Friday, 24 January 2014

Pharrell-timed discussion

I think there is this idea that a seminar is a place for lively discussion and informed debate. In practice, it's not like that. More often, in my experience, it's the seminar leader who does most of the work, and the similarity of the endeavour to drawing blood from a stone varied depending on a multitude of factors: group size, group ability, group demographics, work set, how much other work has been set that week, what time the seminar is, how hot the room is...

Today I had the first proper seminar for my spring morphology module. It started off badly, with only 50% attendance. After getting just 75% to the lecture, this is slightly worrying, so I hope it picks up. Anyway, the group itself is a good one - both seminar groups are filled with bright, keen students. Today I wanted them to discuss a chapter I'd asked them to read. It's an interesting and important discussion of the kind of data we use by the ever insightful Maggie Tallerman, who taught me everything I know about morphology.

I wanted this discussion to be interesting for the students, more so than just doing exercises. I put some discussion questions up on the projector to get them going. I even started them out with an easy exercise to get them in the right frame of mind. Then I split them into groups of 5, not so big that they would fight to be heard, but big enough to generate discussion. Trouble is, with only ten students, that's only two groups, and the room was suddenly silent. Each group could hear the other, and it was too intimidating, and no one said anything.

First, I tried to stimulate conversation by joining each group. That was successful for about three seconds. Then, fantastically, I realised the problem was feeling self-conscious, and put some music on.

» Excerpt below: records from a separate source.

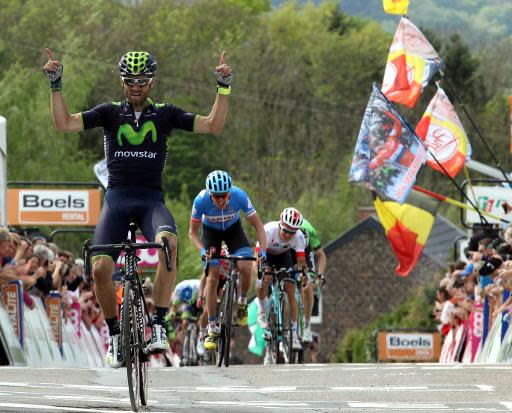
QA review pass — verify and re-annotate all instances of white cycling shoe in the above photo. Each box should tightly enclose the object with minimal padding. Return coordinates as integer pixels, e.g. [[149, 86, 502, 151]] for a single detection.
[[196, 337, 206, 356], [146, 324, 169, 353], [258, 310, 268, 328], [302, 327, 313, 343], [292, 330, 302, 350], [105, 334, 124, 369], [263, 348, 276, 366]]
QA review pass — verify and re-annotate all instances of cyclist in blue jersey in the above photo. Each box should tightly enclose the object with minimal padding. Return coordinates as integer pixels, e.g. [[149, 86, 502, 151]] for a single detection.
[[43, 49, 232, 368], [188, 171, 266, 351]]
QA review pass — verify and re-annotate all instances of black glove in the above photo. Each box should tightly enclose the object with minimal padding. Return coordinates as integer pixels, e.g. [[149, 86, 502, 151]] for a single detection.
[[43, 65, 64, 91], [213, 70, 233, 87]]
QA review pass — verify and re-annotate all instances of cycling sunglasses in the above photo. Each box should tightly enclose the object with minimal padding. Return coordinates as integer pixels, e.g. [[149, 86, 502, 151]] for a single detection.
[[212, 192, 229, 199], [122, 77, 153, 87], [280, 225, 297, 234]]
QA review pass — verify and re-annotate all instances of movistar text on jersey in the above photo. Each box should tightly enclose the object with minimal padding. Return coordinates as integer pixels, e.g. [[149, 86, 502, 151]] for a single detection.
[[114, 151, 157, 159]]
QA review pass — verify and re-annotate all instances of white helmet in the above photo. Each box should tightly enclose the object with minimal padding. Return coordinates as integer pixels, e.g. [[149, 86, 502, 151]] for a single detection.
[[279, 208, 302, 232]]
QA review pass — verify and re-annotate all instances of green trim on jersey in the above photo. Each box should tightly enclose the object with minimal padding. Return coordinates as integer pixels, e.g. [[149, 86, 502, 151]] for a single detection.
[[300, 218, 322, 250]]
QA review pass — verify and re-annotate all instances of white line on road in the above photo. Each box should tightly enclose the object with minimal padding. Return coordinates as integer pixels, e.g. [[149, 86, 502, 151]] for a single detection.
[[348, 402, 449, 411]]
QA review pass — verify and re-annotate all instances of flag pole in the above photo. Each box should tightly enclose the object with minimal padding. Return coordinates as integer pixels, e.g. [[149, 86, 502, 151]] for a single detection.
[[413, 185, 510, 224], [441, 72, 512, 187]]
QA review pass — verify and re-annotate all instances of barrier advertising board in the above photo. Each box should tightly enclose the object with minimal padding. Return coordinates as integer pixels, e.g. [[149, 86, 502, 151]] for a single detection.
[[7, 188, 101, 226], [2, 280, 24, 347], [377, 331, 441, 361], [464, 185, 512, 225]]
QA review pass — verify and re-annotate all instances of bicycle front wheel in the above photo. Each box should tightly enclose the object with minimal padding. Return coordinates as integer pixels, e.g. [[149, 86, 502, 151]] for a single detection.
[[280, 294, 293, 364], [217, 281, 233, 367], [121, 281, 139, 412]]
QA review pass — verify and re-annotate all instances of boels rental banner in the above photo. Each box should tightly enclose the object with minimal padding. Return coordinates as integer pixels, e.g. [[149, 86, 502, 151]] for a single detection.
[[7, 188, 101, 226], [45, 291, 62, 353], [2, 280, 24, 348], [377, 331, 441, 361]]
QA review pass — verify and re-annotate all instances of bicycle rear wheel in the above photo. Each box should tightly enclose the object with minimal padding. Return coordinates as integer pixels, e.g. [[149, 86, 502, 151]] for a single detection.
[[121, 281, 140, 412], [136, 290, 151, 406], [217, 281, 233, 367], [281, 294, 293, 364], [267, 300, 284, 364]]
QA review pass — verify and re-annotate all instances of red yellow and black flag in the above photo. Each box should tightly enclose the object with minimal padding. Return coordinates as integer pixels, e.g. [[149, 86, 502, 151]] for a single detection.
[[374, 190, 440, 277]]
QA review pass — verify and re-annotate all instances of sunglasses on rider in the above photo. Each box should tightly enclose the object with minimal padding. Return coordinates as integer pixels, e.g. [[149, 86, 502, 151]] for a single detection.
[[122, 77, 153, 87], [212, 192, 229, 199]]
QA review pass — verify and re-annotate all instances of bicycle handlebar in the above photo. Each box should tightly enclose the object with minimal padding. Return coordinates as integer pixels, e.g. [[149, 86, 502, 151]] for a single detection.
[[209, 254, 257, 262], [83, 237, 172, 276]]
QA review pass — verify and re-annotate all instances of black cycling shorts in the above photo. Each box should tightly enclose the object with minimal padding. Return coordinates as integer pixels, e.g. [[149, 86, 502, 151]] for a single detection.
[[93, 188, 177, 261], [292, 245, 316, 273], [265, 250, 297, 281], [201, 220, 252, 256]]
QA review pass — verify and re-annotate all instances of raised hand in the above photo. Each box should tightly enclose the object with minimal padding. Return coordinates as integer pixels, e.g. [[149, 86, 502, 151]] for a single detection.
[[213, 50, 233, 87], [43, 48, 64, 90]]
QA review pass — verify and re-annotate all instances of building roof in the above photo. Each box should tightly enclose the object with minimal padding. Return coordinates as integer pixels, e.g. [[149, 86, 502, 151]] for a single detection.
[[324, 214, 467, 266]]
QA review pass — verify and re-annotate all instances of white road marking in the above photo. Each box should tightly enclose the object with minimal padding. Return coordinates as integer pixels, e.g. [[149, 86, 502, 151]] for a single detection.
[[348, 402, 449, 411], [0, 403, 131, 413]]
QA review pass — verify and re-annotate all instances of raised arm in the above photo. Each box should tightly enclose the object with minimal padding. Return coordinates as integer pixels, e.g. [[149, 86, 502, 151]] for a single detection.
[[43, 48, 84, 132], [194, 50, 233, 135]]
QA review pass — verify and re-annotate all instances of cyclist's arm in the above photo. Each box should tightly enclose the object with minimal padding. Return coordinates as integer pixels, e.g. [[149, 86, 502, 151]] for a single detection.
[[194, 94, 228, 135], [188, 218, 203, 251], [313, 247, 327, 275], [247, 212, 267, 251], [297, 254, 308, 271], [51, 91, 84, 132]]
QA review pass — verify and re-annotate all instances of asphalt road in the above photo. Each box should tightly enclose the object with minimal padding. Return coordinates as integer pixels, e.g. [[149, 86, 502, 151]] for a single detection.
[[0, 364, 512, 413]]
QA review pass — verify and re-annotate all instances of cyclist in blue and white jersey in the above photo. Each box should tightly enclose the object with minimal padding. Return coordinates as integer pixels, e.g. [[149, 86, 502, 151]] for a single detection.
[[256, 208, 307, 356], [188, 171, 266, 351], [43, 49, 232, 368]]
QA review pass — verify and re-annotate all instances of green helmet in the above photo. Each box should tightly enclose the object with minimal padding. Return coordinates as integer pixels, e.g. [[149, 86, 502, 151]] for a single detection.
[[118, 52, 156, 77]]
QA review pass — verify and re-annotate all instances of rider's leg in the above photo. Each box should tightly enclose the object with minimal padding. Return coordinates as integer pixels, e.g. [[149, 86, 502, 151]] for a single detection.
[[92, 255, 119, 328], [237, 261, 253, 302], [302, 282, 315, 327], [154, 231, 178, 325], [284, 281, 299, 322]]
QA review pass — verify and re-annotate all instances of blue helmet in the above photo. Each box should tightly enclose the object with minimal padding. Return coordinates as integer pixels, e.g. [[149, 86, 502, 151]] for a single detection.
[[206, 171, 233, 194], [180, 285, 193, 303]]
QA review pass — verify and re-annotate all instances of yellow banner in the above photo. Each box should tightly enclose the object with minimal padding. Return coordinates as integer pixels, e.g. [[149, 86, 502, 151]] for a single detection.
[[382, 0, 409, 14]]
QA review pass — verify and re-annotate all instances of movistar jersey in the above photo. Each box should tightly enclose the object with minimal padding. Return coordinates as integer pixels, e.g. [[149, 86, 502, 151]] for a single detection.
[[300, 219, 322, 251], [190, 186, 256, 231], [172, 279, 200, 305], [81, 99, 196, 190]]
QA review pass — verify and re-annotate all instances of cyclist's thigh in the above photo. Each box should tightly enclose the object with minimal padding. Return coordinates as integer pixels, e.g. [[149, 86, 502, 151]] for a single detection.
[[93, 189, 131, 261], [201, 224, 225, 267], [136, 191, 178, 241], [224, 220, 252, 257]]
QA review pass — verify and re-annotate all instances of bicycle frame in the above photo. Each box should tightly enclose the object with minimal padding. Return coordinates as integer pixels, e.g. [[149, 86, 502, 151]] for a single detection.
[[84, 222, 172, 411], [205, 255, 256, 367]]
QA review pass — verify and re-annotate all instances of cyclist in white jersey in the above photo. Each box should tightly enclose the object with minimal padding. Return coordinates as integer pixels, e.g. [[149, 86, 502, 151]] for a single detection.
[[256, 208, 307, 350]]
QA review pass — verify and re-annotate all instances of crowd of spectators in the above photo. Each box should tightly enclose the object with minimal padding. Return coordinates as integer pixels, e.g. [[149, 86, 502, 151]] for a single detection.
[[434, 226, 512, 336], [0, 227, 104, 330]]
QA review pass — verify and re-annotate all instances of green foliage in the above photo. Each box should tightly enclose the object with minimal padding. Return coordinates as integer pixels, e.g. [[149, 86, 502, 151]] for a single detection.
[[0, 0, 512, 274], [332, 287, 435, 363]]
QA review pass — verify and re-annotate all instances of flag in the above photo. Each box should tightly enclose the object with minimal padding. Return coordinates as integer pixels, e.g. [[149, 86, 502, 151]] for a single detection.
[[374, 190, 440, 277], [382, 0, 409, 14], [416, 87, 471, 178], [382, 17, 444, 108], [349, 84, 427, 203]]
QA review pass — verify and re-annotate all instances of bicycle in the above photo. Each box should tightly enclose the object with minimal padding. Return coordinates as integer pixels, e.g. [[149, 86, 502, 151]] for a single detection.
[[205, 254, 256, 367], [180, 317, 199, 367], [83, 221, 172, 411], [260, 268, 302, 364]]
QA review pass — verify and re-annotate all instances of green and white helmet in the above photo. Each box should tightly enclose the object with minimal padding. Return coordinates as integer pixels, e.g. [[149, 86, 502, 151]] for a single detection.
[[118, 52, 156, 77]]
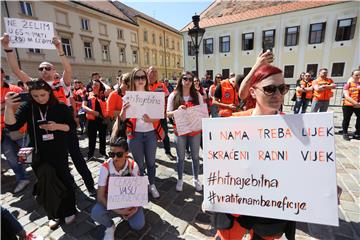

I had to ask the students the best way to do this, of course, but having been told to YouTube something, I just picked the first song on the 'music' channel, which was Pharrell Williams' 'Happy'. Straight away, discussion was easier because they weren't aware of the other group and me being able to hear everything they said. OK, they were still shy and quiet, but it really did make a difference. They talked till the end of the song (well, with some lulls) and then we discussed the questions in the full group.

In future, all seminar discussions will be accompanied by songs.